In 2005, in an interview with 60 minutes, Tom Brady was pondering the question, is this all life has to offer? He had just won his third super bowl ring and he felt the emptiness and lack of satisfaction those things had. The interviewer asked him if he knew the answer for the meaning of life and Tom Brady simply replied, “I wish I knew.” And yet Brady would keep going on collecting more Super Bowl rings.
C.S. Lewis also wrote, ““If we find ourselves with a desire that nothing in this world can satisfy, the most probable explanation is that we were made for another world.”
We will continue to try to satisfy our souls with lesser things. This is what the crowds were doing. They weren’t satisfied with the sign and miracle that Jesus had done the day before, so they came back for another meal, thinking another blessing will satisfy them. They missed the point of the miracle was not simply to satisfy their bodies, but to show them the One who could satisfy their souls.

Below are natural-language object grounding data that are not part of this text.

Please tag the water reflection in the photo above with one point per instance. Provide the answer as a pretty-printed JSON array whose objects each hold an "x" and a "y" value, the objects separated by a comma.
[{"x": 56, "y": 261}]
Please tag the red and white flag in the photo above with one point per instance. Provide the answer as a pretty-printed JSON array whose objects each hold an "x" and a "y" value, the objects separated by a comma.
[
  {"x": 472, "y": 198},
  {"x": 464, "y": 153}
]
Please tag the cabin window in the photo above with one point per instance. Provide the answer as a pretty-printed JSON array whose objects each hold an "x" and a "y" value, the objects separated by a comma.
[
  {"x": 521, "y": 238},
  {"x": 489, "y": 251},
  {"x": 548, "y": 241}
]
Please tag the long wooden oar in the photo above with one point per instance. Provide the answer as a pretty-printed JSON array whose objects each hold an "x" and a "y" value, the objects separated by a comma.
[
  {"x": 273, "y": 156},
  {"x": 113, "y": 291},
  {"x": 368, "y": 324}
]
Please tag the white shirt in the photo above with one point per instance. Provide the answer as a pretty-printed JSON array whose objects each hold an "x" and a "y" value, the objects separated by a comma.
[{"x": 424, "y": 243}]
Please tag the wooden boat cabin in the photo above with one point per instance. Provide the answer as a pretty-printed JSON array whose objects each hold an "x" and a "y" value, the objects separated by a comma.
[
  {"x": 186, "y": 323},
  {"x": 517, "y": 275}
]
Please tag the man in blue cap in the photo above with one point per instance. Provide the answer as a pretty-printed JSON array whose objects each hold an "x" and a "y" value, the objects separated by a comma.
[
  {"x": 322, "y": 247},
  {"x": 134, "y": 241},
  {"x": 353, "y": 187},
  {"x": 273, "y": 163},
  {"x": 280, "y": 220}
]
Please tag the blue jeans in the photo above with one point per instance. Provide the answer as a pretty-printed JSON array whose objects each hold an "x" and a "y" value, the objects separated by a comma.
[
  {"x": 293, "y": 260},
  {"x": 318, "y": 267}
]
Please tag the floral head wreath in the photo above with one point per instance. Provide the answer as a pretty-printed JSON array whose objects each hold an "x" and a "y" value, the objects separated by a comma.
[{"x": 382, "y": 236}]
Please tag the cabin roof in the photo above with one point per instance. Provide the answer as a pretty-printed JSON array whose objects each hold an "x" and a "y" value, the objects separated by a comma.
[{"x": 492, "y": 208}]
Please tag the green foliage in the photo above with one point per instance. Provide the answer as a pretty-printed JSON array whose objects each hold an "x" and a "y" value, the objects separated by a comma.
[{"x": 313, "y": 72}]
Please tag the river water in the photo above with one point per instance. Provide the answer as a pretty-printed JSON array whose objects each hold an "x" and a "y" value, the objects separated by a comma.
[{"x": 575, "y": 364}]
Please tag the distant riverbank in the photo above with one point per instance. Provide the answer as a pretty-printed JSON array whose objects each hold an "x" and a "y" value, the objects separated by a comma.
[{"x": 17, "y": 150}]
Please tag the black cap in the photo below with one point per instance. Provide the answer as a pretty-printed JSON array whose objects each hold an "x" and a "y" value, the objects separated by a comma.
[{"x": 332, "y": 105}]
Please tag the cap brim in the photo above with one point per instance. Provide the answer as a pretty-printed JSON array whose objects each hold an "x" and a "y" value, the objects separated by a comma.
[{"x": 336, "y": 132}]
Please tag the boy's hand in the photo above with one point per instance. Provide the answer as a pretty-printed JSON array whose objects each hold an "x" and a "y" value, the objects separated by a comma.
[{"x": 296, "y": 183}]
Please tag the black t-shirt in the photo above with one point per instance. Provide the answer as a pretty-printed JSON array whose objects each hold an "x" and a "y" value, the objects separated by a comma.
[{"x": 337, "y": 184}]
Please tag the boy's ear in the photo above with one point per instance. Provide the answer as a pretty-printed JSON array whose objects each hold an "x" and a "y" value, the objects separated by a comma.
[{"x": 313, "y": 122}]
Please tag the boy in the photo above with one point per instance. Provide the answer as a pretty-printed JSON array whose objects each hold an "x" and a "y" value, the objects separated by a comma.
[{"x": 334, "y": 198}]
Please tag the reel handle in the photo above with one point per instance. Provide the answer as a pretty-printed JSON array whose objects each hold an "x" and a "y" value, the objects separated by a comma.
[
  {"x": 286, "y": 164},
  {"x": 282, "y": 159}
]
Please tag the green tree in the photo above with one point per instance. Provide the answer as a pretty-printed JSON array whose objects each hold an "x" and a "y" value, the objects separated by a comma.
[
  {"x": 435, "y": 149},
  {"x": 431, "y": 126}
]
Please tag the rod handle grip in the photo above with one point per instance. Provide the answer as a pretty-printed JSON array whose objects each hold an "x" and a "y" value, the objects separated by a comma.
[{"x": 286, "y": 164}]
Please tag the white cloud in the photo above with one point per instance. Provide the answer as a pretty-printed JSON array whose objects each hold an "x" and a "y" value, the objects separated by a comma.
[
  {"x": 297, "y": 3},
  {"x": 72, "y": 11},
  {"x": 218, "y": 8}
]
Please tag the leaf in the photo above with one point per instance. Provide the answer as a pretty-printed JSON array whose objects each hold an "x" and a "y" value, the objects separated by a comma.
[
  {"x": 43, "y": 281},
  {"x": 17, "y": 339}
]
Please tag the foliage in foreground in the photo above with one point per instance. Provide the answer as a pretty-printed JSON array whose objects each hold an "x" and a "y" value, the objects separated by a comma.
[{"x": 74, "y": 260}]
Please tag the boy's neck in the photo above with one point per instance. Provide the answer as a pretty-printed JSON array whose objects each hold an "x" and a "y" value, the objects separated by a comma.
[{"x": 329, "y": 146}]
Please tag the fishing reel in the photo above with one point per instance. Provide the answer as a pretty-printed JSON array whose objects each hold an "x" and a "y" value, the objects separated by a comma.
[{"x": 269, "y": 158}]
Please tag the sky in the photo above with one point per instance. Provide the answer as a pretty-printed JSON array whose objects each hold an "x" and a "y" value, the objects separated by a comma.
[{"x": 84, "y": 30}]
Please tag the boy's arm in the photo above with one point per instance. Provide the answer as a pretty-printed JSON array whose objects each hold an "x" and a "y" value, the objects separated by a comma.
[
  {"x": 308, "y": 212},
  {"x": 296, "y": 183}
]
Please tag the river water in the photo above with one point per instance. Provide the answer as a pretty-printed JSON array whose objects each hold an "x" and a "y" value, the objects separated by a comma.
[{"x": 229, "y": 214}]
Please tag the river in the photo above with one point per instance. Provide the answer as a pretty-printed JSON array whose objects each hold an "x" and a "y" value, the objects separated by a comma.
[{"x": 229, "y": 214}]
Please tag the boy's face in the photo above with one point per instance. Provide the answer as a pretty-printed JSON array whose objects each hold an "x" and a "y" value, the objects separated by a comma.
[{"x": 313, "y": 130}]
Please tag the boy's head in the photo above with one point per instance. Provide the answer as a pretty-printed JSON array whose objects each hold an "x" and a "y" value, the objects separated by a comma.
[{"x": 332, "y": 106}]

Jesus alone can satisfy our needs and desires. We often come to Him looking for His blessings to satisfy us, when it should simply be Christ that we are longing for. Be thankful for the good gifts that God gives, but do not be satisfied with what He gives, but let those gifts point you to the all satisfying joy that is found in Christ Himself. Until we receive Him for who He is alone, we will never truly be satisfied.
Conclusion
Conclusion
we are being invited today to Psalm 34:8
Taste and see that the Lord is good.
How happy is the person who takes refuge in him!
Jesus is far better than anything this world has to offer and His gift of life in Himself is offered to us freely because of the cross. Will you receive Him today?